Slide View : Parallel Computer Architecture and Programming : 15-418/618 Spring 2017

sstritte

In lecture, we originally thought this version would perform better due to spacial locality, because each instance touches a bunch of elements right next to each other. Although our reasoning was on the right track, the conclusion is actually incorrect! In order to hit the same cache line, we need to give different instances adjacent values. This way, at any moment in time, the SIMD load instruction is retrieving adjacent data.

pagerank

I thought this was better at the first glance, though I am also considering about caching. I thought each instance keeps an independent piece of cache. In this way, it would be better if an instance is dealing with a block of data regarding the spatial locality. But in reality, the cache is shared with the gang.

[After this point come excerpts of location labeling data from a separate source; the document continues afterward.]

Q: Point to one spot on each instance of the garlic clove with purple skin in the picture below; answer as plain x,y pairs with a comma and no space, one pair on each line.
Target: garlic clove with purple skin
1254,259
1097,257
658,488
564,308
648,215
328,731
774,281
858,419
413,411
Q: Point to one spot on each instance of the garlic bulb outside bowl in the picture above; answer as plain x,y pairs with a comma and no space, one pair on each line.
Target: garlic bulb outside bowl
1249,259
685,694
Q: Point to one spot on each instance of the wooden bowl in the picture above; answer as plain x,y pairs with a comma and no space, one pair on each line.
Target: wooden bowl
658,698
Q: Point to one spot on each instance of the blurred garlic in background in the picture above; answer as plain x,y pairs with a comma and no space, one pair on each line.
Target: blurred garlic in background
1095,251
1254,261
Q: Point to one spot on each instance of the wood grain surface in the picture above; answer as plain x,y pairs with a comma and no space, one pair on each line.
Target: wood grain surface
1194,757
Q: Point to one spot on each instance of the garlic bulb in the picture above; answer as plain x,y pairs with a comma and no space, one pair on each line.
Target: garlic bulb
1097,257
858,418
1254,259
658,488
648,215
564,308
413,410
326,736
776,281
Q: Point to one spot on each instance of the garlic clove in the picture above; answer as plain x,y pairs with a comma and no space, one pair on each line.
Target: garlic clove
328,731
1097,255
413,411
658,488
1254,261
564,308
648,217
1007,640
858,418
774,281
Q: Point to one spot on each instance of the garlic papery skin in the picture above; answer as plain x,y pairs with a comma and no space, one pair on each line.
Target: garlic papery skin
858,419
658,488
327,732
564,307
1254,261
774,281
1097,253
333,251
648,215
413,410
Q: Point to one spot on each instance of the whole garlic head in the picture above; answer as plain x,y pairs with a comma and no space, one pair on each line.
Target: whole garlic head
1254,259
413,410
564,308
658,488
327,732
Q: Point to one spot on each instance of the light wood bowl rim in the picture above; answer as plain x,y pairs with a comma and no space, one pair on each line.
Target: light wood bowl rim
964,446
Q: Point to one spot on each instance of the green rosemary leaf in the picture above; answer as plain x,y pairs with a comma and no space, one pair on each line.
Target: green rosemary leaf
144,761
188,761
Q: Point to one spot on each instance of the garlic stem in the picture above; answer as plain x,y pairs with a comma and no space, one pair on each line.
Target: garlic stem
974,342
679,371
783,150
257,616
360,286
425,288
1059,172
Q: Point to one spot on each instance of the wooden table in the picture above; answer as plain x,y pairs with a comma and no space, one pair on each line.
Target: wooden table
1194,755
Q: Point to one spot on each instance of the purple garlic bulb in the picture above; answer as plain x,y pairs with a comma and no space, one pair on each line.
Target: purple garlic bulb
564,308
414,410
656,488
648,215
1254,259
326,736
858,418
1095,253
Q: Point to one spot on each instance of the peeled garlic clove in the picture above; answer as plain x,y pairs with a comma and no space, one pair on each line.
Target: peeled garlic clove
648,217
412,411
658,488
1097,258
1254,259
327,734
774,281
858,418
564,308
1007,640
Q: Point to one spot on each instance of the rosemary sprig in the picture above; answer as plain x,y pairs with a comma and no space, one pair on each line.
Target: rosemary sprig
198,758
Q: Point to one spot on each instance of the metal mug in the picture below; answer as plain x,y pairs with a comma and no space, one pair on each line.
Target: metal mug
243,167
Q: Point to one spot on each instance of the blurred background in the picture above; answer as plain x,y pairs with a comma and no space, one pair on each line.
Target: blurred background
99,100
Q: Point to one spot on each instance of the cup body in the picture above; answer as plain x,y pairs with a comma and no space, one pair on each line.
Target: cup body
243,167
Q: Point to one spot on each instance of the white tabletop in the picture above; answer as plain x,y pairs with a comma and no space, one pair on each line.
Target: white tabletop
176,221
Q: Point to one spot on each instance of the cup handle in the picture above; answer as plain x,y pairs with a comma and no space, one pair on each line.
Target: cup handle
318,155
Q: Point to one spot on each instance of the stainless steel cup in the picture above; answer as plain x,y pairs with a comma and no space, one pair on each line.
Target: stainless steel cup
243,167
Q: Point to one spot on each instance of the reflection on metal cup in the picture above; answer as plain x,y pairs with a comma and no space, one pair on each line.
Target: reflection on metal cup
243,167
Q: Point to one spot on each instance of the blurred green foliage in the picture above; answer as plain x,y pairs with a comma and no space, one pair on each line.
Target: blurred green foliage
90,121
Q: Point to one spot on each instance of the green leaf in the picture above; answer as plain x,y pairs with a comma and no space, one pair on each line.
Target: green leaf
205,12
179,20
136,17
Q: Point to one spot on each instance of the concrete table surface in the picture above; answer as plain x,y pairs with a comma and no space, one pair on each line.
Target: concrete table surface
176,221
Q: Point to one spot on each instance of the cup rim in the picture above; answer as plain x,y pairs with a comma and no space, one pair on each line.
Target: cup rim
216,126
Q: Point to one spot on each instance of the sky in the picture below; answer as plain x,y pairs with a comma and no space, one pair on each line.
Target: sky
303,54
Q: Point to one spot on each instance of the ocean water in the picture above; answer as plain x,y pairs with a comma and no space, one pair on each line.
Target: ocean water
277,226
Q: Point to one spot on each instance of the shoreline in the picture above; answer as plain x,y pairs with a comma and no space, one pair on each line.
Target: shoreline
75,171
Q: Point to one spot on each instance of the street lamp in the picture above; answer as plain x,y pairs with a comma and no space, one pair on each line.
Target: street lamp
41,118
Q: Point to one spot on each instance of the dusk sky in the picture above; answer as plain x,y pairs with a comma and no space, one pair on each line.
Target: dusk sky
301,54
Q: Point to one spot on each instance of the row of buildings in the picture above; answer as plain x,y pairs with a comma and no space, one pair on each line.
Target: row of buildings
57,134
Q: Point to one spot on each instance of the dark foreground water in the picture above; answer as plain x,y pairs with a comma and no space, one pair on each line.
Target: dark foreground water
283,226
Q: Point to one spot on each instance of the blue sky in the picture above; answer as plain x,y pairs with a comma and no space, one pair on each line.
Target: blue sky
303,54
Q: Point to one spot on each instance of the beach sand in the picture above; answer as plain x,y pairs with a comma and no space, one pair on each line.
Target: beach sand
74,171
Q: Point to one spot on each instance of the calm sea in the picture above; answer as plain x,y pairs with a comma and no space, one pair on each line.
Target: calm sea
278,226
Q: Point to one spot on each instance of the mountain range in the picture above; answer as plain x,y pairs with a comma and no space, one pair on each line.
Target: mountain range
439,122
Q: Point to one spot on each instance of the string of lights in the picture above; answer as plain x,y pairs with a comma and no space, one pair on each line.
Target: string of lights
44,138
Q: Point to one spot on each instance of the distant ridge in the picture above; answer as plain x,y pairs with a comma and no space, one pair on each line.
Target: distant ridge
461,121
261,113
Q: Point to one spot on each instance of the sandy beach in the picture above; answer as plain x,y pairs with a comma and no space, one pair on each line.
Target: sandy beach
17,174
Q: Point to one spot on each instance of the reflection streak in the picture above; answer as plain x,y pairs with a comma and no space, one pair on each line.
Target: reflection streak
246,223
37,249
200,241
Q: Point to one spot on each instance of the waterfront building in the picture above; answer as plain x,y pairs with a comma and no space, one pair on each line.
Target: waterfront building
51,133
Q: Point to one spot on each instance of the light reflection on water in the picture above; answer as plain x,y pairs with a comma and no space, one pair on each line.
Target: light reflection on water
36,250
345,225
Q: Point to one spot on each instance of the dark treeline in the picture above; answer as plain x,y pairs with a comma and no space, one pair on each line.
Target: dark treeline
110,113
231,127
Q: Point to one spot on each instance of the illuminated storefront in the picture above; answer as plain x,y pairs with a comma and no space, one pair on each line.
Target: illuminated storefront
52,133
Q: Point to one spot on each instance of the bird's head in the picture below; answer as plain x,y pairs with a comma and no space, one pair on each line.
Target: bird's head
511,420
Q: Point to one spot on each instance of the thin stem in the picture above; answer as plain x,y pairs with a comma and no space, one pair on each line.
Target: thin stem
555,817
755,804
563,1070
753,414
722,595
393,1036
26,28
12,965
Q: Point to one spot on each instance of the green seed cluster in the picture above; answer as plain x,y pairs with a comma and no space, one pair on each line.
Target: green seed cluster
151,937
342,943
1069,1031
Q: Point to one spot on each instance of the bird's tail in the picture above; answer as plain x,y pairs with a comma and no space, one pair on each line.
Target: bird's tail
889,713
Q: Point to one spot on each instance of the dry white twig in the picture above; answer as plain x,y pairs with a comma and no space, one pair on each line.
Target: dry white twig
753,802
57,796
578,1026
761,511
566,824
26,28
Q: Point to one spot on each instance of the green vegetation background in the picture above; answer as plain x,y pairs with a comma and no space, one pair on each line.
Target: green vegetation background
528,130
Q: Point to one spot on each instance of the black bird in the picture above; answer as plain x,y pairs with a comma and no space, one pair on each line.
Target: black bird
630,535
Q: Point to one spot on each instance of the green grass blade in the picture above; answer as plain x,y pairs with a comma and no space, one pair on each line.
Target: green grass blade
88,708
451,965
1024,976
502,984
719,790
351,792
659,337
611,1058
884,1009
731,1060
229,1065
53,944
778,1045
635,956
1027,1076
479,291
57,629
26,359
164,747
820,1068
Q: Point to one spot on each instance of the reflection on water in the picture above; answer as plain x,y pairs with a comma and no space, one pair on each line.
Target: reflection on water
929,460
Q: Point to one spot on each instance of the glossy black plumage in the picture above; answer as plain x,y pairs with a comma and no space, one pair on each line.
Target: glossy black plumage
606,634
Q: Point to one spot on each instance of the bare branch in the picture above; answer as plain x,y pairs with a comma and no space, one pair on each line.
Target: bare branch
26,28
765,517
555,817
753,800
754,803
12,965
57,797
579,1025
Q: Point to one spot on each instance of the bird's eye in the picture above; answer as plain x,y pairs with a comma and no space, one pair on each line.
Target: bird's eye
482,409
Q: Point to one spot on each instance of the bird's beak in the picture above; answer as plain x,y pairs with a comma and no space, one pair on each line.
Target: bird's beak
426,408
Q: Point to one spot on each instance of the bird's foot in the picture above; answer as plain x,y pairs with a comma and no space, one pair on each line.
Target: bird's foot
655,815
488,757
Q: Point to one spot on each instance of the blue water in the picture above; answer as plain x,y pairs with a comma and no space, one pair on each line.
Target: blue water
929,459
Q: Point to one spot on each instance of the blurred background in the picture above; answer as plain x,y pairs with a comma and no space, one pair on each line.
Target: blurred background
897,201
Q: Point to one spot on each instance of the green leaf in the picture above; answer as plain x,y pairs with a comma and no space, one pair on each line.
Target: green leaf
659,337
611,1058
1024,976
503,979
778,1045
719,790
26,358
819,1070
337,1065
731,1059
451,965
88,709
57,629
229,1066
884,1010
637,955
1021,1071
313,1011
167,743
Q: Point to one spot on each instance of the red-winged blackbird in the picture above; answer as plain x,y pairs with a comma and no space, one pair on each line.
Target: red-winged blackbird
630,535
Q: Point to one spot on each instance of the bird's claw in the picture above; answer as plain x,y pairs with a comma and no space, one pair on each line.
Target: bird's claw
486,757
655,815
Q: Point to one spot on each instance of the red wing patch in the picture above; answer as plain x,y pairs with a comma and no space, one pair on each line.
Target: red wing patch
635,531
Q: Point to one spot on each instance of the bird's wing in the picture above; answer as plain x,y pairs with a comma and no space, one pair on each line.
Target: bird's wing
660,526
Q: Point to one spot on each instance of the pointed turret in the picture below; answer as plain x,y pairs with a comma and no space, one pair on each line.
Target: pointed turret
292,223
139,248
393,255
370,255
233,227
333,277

If you also made mistakes here, is this your reason? Upvote it to let me know!

ykt

Also, with this approach, we will still get cache hits on the next three iterations, given that they are not moved out of the cache for some reason. But, I guess issuing memory load of 4 cache lines at once would give worse performance compared to issuing memory load of one cache line per iteration. This maybe because, it would be easier to hide latency with the latter cache.

eosofsky

Just to clarify what @pagerank said, since the gang/instance abstraction is implemented as SIMD instructions (see slide 11), all instances within a single gang must run on one core. As shown in lecture 2, the L1 and L2 caches are on the core and the L3 cache is shared by all cores. Thus you are correct in saying that all caches are shared by a gang and each instance does not have an independent cache.

hpark914

This is worse than the previous version with interleaved assignment because if you look at each iteration across the instances, spatial locality is worse here than in the interleaved assignment.

anonymous

Actually, this version uses gather/scatter to access memory while the previous version uses vector loads and stores to access memory. So, the previous version is better in performance.

fxffx

The blocked assignment of program instances is worse than the interleaved assignment, because the latter can utilize a single load instruction to load data for each instance at one time, but the former can not.